When World War I disrupted Europe’s monopolies in its Asian colonies, Japanese companies moved in with their textiles, bicycles and canned foods. Following Europe’s free-trading imperialists, Japan had invaded and occupied Taiwan and then Korea, turning them into protected markets for its small industries. In a further refinement, the Japanese state bribed and coerced manufacturing companies. It gave them subsidies to export more, which in turn helped the companies fund innovations and become internationally competitive.

World War II proved only a brief interruption in Japan’s policy of protection. Utterly devastated, Japan still managed to rid Asia of its European competitors. It was during the American occupation, as the historian John Dower notes, that Japan instituted what an economist described as the most “restrictive foreign-trade and foreign-exchange control system ever devised by a major free nation.”

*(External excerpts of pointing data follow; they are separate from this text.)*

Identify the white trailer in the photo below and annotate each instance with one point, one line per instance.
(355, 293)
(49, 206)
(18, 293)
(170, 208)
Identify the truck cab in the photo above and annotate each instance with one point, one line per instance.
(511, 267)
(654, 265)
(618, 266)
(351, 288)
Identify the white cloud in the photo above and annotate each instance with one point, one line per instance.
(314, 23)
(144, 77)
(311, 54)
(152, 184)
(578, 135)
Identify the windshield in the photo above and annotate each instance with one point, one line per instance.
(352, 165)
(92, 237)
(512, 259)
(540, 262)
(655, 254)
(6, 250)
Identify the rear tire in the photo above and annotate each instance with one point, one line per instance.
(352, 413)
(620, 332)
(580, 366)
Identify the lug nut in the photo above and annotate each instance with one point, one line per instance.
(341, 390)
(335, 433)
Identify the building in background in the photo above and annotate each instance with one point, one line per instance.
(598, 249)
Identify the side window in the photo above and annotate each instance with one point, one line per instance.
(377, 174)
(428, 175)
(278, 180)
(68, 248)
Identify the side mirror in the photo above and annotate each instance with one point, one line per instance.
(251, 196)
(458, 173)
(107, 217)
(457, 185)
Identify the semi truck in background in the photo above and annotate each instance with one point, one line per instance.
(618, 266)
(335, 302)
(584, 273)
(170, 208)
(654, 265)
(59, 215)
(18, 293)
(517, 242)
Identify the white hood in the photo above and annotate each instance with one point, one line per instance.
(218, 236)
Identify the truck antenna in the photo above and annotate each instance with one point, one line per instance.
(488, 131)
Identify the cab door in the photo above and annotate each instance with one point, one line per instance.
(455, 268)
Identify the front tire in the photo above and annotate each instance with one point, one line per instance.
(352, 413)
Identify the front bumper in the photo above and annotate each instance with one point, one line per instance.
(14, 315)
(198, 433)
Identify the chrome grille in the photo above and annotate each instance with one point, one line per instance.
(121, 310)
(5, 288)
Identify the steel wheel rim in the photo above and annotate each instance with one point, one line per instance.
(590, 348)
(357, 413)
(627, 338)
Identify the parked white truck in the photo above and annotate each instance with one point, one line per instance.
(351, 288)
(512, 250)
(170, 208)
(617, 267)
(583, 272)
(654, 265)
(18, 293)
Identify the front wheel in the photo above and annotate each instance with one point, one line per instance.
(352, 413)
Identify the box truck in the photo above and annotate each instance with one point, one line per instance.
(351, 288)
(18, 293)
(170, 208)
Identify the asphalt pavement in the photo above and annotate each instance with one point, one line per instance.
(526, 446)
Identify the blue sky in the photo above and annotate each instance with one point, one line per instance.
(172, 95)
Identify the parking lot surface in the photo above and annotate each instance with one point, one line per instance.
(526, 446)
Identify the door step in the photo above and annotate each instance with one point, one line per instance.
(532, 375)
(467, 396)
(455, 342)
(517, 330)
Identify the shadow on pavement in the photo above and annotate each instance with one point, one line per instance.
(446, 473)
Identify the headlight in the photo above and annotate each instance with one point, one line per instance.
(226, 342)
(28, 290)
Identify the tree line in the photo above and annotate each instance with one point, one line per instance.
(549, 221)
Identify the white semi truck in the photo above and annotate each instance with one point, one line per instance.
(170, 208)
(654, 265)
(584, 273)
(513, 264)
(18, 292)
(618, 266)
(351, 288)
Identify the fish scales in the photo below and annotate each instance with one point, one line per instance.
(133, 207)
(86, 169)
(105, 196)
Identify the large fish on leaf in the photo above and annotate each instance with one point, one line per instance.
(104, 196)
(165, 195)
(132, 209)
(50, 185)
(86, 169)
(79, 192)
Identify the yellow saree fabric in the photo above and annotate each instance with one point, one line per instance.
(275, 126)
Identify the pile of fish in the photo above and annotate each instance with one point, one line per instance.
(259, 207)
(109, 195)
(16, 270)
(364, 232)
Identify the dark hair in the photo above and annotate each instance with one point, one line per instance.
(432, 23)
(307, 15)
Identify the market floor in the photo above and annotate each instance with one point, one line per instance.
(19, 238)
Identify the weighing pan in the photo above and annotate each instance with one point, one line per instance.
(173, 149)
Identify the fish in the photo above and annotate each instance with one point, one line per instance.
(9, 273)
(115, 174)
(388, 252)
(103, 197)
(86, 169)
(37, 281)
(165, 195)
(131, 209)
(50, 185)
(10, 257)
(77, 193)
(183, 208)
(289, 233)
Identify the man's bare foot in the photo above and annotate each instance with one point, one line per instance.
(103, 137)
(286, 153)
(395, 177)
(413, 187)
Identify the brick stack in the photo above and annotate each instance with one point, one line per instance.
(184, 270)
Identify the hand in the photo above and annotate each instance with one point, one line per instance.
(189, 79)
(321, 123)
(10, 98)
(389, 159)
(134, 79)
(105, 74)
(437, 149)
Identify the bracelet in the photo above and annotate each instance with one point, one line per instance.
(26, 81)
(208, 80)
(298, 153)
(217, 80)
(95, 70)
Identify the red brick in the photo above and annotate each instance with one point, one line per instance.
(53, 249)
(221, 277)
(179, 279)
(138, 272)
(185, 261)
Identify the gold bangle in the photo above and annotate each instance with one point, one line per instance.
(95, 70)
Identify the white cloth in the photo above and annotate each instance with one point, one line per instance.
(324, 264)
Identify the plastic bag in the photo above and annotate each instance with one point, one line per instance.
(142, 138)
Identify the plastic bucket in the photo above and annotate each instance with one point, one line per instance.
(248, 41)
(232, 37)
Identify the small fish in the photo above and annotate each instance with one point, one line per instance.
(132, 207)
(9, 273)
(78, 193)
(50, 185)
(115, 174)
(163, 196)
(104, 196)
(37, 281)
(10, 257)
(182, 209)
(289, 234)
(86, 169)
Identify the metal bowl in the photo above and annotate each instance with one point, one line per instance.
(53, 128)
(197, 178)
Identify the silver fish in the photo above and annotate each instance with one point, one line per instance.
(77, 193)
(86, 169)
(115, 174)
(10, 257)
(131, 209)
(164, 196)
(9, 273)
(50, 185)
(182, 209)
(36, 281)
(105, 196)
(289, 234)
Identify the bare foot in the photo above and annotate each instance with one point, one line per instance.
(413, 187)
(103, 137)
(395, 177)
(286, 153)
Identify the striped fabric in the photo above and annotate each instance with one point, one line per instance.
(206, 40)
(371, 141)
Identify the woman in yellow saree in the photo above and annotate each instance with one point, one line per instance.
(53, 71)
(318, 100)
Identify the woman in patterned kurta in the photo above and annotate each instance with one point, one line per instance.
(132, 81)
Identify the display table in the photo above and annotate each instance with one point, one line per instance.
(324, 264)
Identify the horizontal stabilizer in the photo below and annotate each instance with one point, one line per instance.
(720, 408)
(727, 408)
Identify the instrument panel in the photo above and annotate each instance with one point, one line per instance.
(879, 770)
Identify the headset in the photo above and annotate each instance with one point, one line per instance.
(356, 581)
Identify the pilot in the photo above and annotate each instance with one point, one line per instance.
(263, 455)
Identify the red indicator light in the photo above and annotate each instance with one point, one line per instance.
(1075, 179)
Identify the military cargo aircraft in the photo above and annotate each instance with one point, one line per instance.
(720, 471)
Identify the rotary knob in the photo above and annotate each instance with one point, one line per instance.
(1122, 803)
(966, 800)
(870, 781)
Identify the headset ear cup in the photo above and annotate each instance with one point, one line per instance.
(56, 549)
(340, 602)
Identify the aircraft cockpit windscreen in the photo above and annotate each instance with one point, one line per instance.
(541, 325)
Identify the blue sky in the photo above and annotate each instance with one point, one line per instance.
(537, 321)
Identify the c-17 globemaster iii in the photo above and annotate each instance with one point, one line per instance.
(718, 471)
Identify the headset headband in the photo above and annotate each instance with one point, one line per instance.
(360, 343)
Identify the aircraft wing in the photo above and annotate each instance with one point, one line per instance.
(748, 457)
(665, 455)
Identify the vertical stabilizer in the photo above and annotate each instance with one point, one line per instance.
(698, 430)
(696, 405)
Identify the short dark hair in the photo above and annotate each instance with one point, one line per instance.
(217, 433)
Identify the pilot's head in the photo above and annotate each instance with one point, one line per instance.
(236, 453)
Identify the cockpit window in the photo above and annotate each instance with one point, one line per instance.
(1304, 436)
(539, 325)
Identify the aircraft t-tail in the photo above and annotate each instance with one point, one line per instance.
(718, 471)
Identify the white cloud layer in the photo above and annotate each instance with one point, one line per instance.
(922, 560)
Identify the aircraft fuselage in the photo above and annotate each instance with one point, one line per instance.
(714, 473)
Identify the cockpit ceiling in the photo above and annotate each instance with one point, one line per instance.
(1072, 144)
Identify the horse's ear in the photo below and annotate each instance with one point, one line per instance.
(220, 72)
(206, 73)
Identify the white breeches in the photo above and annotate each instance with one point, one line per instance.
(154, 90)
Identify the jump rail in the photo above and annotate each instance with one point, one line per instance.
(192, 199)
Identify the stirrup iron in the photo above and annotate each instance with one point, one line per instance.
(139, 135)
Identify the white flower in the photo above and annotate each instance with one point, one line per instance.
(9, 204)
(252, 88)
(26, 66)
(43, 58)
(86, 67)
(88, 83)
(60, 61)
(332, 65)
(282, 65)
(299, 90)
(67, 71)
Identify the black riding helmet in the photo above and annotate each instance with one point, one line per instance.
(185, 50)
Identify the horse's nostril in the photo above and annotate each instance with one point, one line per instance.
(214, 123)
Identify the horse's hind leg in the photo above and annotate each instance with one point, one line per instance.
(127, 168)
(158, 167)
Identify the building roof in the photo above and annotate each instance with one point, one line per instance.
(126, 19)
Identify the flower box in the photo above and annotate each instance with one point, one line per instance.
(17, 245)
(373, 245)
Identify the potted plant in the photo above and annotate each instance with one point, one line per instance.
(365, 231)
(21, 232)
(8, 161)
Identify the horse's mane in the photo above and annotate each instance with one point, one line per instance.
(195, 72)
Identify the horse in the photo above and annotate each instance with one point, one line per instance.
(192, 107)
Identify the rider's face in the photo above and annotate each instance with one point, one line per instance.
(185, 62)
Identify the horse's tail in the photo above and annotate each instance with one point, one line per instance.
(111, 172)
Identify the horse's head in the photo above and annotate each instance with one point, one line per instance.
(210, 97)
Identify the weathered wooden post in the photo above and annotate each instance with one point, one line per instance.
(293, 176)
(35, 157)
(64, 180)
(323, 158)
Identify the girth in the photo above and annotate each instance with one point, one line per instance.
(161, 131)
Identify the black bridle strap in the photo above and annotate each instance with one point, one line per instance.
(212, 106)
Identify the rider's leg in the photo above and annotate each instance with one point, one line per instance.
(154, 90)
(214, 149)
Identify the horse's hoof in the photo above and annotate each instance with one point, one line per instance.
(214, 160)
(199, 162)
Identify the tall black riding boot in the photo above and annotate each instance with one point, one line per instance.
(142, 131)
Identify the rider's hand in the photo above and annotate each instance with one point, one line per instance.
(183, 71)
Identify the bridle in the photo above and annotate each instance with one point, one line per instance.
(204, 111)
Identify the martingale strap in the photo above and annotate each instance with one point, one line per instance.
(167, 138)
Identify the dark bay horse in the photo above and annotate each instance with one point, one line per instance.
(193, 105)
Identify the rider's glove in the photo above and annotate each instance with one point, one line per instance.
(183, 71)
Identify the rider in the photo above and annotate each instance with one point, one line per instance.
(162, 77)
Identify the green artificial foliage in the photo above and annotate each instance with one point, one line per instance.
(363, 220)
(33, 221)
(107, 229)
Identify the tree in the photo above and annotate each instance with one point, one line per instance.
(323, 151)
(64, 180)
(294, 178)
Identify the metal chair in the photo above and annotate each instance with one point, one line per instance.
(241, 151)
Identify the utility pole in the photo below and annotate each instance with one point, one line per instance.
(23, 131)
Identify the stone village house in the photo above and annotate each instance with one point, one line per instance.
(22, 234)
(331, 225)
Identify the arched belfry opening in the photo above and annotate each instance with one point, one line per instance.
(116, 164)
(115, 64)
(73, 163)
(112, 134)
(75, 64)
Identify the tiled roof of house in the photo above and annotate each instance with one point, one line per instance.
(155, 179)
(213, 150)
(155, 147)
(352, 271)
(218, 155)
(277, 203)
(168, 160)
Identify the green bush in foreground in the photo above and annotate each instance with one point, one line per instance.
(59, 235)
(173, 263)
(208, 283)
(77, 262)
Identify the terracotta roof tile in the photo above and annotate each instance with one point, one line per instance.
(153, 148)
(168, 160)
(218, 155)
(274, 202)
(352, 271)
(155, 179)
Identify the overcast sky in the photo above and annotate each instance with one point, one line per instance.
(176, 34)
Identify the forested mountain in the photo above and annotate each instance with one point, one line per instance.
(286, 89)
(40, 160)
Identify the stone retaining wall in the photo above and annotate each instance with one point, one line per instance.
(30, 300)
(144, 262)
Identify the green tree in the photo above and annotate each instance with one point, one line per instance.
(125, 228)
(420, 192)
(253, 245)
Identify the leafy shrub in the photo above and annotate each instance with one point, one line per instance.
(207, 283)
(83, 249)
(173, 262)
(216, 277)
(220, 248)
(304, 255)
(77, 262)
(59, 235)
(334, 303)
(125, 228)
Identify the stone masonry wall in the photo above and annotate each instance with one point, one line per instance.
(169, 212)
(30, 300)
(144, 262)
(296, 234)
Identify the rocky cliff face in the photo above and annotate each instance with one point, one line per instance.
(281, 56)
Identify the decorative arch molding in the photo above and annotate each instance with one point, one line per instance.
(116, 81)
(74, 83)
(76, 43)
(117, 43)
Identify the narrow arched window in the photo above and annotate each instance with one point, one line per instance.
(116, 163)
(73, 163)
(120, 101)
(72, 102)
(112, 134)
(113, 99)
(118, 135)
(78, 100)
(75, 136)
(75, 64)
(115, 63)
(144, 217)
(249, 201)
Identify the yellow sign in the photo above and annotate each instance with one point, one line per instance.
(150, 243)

Given unlimited powers by their American occupiers to get the country going again, the bureaucrats of Japan’s Ministry of International Trade and Industry laid the foundations of a world-class manufacturing economy. Nationalism was a great stimulus. As Dower put it, “National pride — acute, wounded, wedded to a profound sense of vulnerability — lay behind the single-minded pursuit of economic growth that created a momentary superpower a mere quarter-century after humiliating defeat.” But Japan would have struggled had war not erupted on the Korean Peninsula in 1950 and made Japan the main source of American procurements. The path of Japan’s protectionist state was now set — the country’s prime minister, Shigeru Yoshida, would call the destructive Korean War a “gift of the gods.”

In the 1950s, Korea and Taiwan, both former Japanese colonies, inherited Japan’s institutions and protectionist practices. This was most striking in Korea, which was intensely poor in the early 1950s; its few industries were built by Japan during the 1930s. South Korea, too, found solutions for its problems in Friedrich List rather than Adam Smith. The country’s leader, Park Chung-hee, the military general who came to power in 1961, had worked for the Japanese colonialist regime. A fervent autodidact, Park was also deeply familiar with German theories of protectionism. (The economist Robert Wade reported coming across whole shelves of books by List in Seoul bookstores in the 1970s.) During his long years in power, Park nurtured South Korea’s chaebol business groups — Hyundai, Daewoo and Samsung — and boldly ventured into steel-making.

Because the United States saw Korea, Taiwan and Japan as a buffer against Communism, it helped promote such neomercantilist strategies — a mix of import substitution and export-oriented industrialization. American cold warriors also gave their strategic allies unhindered access to U.S. markets while tolerating the closure of their own to American investment. By the time the United States realized that its biggest Asian ward had grown too big, it was too late. Japan had taken many products invented in the United States (automobiles, consumer electronics) and manufactured them more cheaply and with superior quality. By the 1980s, Japan had supplanted the United States in aid and investments in East Asia. When the United States sought to limit Japanese exports, the Japanese responded by deepening their investment in Asia, moving factories and improving industrial skills and technology wherever they went.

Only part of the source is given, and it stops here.